In his judgment, Matojane noted the EFF’s defence of “truth and public interest” could not assist them because “they conceded expressly in their supplementary heads of argument that the information contained in the impugned statement was false”.
According to media law expert and attorney Dario Milo, this concession – and the persistence in trying to justify the corruption allegations against Manuel – played no small part in Matojane’s decision there was no reasonable prospect for success for the EFF’s appeal to succeed.
“This judgment enhances responsible freedom of speech,” Milo said.
The EFF’s “absolute defence of political speech” had no basis in law, Matojane found.

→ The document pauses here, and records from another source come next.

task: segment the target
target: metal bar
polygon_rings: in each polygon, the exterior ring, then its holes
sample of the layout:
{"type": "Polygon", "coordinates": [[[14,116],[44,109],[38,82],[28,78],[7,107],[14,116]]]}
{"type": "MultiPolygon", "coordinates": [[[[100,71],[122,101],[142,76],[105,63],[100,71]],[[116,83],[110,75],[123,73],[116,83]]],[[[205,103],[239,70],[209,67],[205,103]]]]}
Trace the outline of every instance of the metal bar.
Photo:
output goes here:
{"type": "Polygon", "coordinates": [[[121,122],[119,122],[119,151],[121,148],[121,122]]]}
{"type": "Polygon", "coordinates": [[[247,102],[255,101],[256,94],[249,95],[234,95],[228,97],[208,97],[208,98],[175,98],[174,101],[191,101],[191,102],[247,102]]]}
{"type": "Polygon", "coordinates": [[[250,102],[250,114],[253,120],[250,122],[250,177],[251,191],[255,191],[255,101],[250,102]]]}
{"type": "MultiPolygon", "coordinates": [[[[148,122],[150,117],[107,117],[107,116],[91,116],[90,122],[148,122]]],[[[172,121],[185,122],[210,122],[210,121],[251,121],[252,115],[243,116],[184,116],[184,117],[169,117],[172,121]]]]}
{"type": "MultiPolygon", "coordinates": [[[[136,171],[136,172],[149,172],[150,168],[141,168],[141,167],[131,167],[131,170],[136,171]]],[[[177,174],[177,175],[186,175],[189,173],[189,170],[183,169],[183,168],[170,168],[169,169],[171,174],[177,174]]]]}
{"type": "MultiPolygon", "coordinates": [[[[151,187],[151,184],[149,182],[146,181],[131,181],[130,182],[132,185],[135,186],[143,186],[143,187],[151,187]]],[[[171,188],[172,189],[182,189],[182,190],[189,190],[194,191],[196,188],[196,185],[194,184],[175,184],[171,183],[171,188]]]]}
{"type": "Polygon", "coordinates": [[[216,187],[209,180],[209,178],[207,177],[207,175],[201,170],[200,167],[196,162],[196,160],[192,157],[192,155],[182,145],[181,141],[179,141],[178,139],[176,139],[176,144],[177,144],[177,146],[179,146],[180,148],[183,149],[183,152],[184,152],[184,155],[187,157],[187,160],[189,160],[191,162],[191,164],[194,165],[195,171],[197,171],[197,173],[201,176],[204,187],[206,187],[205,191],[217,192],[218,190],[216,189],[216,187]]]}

The Constitution notes in section 58 there is “freedom of speech in the Assembly and in its committees, subject to its rules and orders”, and ministers, deputy ministers and MPs are not liable for criminal or civil action inside the walls of parliament. Section 16 also speaks of freedom of expression and is limited, as is section 58.
There is no “political speech” get-out-of-jail card for defamatory statements known to be false.
Matojane found the EFF’s submission difficult to understand since “a reasonable person would have understood the statement to mean Mr Manuel is corrupt and nepotistic … as the statement expressly said that Mr Manuel was corrupt, nepotistic and sought to hide his familial relationship with Mr Kieswetter”.
“The respondents make an astonishing submission that a reasonable reader of ordinary intelligence would be used to the kind of language used by the respondents as being consistent with ‘their colourful rhetorical style’,” Matojane said.
“The publication of defamatory and false statements, even in a colourful rhetorical style, is unlawful.”